Old Jan 3, 2015, 2:56 am
FlyerTalk Forums Expert How-Tos and Guides
Last edit by: IluvSQ
READ THIS FIRST:
Step-by-Step Guide to Getting a Taxi at Suvarnabhumi Airport (BKK)


BKK Terminal Map

Source: AOT

MAP KEY

Arrival Gates - Level Two
Immigration
Baggage Claim Carousels
Customs and Exits to Landside Terminal Area
Elevators/Escalators to Ground Floor Level One
Numbered Exits to Outside (taxi queues are near exits 4 & 7)

WHAT TO DO

Taxis accept cash only. There are ATMs and currency exchangers inside the terminal.
  • Take an elevator or escalator down to the ground level.
  • Follow the signs to one of the two taxi queues outside of the terminal on Level One.
  • The taxi queue attendant will ask your destination and write it on a taxi slip. UPDATE: There are no longer attendants to write your destination at BKK. You get a slip from a touchscreen kiosk which directs you to a parking stall number where you meet your car/driver.
  • The larger part of the taxi slip is yours to keep, the smaller part goes to your driver. Be sure to keep your taxi slip as it contains information you will need if a problem arises. Do not give your portion of the taxi slip to the driver, even if he asks for it. UPDATE: There is no portion of the new slip from the kiosk to give the driver.

BASE COST
  • Airport Fee - THB 50 per taxi levied from the airport (never to the airport)
  • THB 35 - flag drop through 1km
  • +THB 5.50/km for kilometers 1+ through 10
  • +THB 6.50/km for kilometers 10+ through 20
  • +THB 7.50/km for kilometers 20-40
  • +THB 2 per minute waiting or standing in traffic (less than 6kph)

TOLLS
  • THB 75 to city center (two toll booths)
  • THB 60 to DMK

SAMPLE FARES FROM BKK TO...
Amounts are approximate and will vary with traffic, specific drop point, etc.
  • City Center - THB 170-200
  • Grand Palace - THB 215
  • Don Mueang Airport (DMK) - THB 290
  • Hua Hin - THB ___ (typically a negotiated flat fee)
  • Pattaya - THB ___ (typically a negotiated flat fee)

FARE CALCULATOR TOOLS
Reasonably accurate fare estimates are available from a number of websites and apps. These services provide estimated base fares only. Calculations do not include traffic, tolls, airport fees, etc. Reliability varies - use at your own risk.
FAQs

Q: Should I use the hotel's airport transfer service instead of a taxi?A: It depends on your comfort zone, budget, time of day, number of people/bags, etc. In general, the cost will probably be about two to three times the typical taxi fare, or more. If you are relatively new to Asia, it might be a bit overwhelming, and you might find it reassuring to see someone holding a sign with your name as you walk out of baggage claim.
Q: Is it best to take the expressway or surface streets?A: Depending on your destination and time of day, surface streets might be quicker and/or shorter. However, expressway tolls will usually add less than THB 200 to the trip (see above), so you may wish to defer to your driver.

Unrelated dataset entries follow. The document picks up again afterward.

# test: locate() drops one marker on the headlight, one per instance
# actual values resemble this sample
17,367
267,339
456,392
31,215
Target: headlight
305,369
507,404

Q: What types of scams should I watch for?A: The most common thing you'll encounter is taxi drivers who do not want to use the meter. They will often ask for a flat fee that is usually much higher than the meter would register. If a driver refuses to use the meter, it's best to exit the taxi and get another. Do not get angry or argue with the driver. If a driver demands more money on arrival at your hotel, wait until your bags have been offloaded from the vehicle, then seek out a porter or other hotel employee to assist you. Again, do not get angry or argue with the driver. A driver may say there is a THB 50 fee to go to the airport. There is no fee to go TO the airport. If the fee is mentioned at the outset, get out and flag down a new taxi. If it is mentioned upon arrival at the airport, remove all your belongings from the taxi and calmly state that there is no such fee while handing over the metered amount. If the driver is insistent, offering to call over a police officer to assist will usually put an end to the discussion.

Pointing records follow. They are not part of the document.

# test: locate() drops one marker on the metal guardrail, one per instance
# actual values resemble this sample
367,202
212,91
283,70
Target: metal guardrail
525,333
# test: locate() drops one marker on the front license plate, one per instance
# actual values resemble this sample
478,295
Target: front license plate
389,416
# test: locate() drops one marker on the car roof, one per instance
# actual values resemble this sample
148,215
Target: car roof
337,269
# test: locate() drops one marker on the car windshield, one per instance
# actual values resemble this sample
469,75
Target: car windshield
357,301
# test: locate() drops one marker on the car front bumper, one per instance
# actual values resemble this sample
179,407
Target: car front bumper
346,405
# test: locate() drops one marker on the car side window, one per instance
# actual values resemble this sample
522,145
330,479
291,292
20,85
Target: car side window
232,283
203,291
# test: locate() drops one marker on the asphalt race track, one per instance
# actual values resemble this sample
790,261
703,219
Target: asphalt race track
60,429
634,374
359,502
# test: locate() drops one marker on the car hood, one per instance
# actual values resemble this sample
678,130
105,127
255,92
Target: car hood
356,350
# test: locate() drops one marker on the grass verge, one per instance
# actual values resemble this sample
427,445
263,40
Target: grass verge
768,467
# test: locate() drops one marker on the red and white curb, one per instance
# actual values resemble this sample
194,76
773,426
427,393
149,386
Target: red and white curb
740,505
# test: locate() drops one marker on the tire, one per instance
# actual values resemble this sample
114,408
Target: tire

Q: What is the most common meter scam?
A: Very often, when you enter the taxi, the meter is obscured with a rag or towel, so you do not see that it has been running prior to your entrance,
and is now well over 100 Baht. Always ensure that you observe the driver starting the meter.
Q: If the driver does scam me, how much money are we talking about?A: Usually no more than THB 200-300, which is about USD 7-10
Q: I think I still have other questions...A: Just hit the reply button and get feedback from other helpful FlyerTalkers who take Bangkok taxis regularly!

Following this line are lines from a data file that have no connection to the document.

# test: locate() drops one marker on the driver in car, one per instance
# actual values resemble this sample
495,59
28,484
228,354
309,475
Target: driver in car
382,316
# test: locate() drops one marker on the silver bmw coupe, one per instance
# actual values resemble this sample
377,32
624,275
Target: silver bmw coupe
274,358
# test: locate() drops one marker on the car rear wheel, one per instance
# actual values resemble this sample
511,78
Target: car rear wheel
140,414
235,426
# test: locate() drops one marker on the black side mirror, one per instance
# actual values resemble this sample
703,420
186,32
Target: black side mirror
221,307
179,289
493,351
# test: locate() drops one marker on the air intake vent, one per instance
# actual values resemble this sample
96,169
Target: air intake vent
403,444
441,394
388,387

Q: This all sounds like hassle. Is there some way I can use a small amount of money to make that go away?A: The AOT limo stands before and immediately after customs are trustworthy, although their initial quote will be for their most expensive vehicle. Ask for the Isuzu SUV. You'll be looking at 1,050THB / $33.50 to the center of town, inclusive of all fees and fares, and a small increment on that for a sedan. Credit cards are accepted. You will get a printed receipt before you get in the taxi. The vehicle will be well-driven, clean, and will have seatbelts.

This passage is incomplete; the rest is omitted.